La compassione per gli altri inizia con la compassione per noi stessi. Impariamo l’atto di amare quando siamo disposti ad accettare con amore e perdono il “noi” vulnerabile e fragile. Disdegnando noi stessi, restiamo legati alla ricerca di amore, invece che al darlo. Il buio entra nella nostra anima.

Forse pensiamo che condannare noi stessi per la nostra debolezza sia una cosa divina da fare. Potremmo supporre che disprezzare noi stessi per la nostra debolezza ci avvicini a Lui.

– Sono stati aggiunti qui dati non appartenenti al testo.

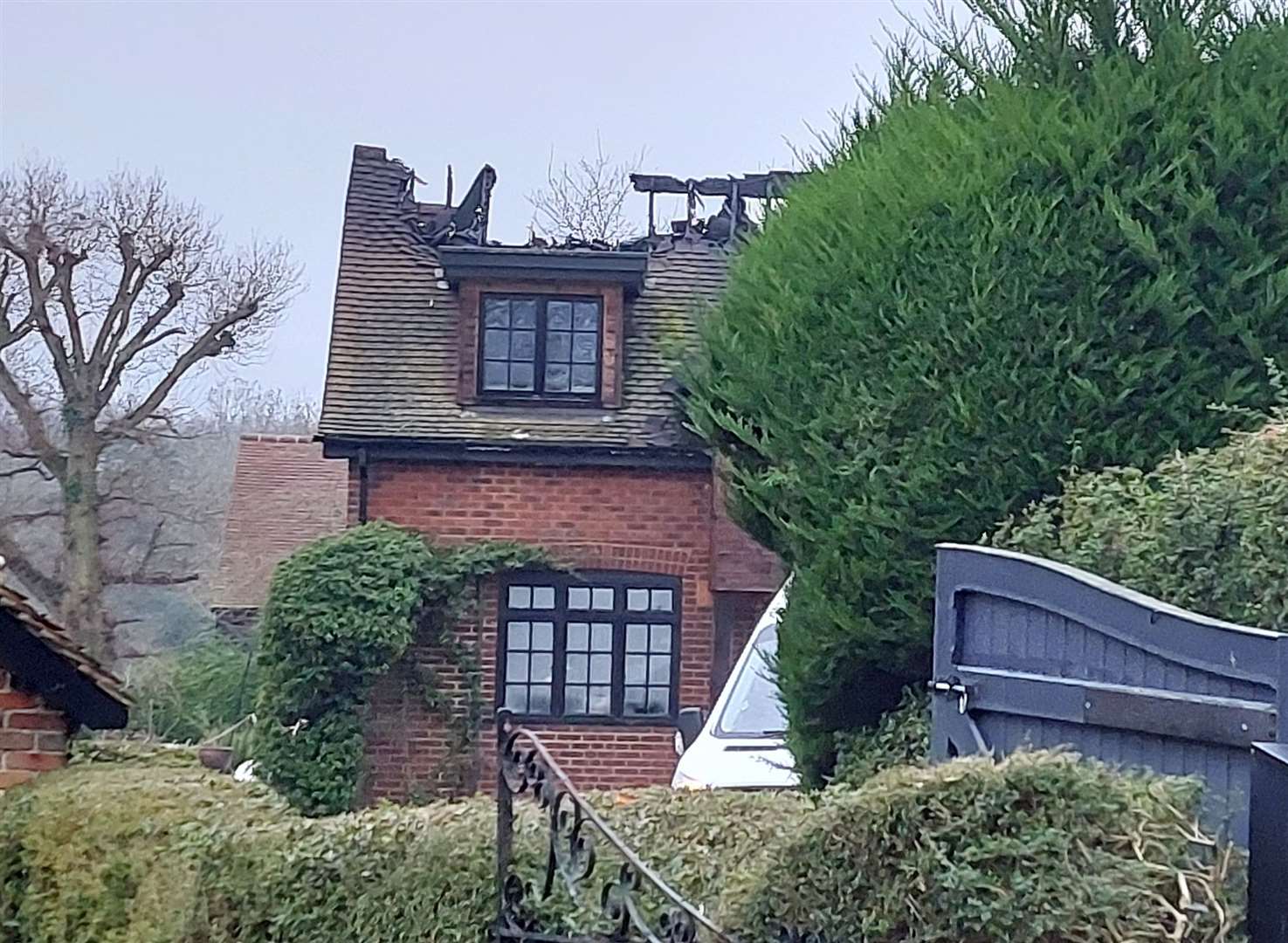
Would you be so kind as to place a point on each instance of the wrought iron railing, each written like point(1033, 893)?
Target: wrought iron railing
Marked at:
point(634, 902)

Questo non è vero. La voce del Signore non è mai una condanna. “Neppure io ti condanno” ha detto alla donna colta in adulterio (Giovanni 8,11). Ed Egli dice lo stesso anche a noi.

Fino a quando non ci ribelliamo consapevolmente contro di Lui e i Suoi comandamenti, Egli non ci condanna, ci incoraggia, ci solleva e dipinge una visione più grande per noi, garantita dal Suo amore.

Egli ama la versione di noi stessi che siamo in questo momento, continuando a vedere sempre la persona migliore che diventeremo.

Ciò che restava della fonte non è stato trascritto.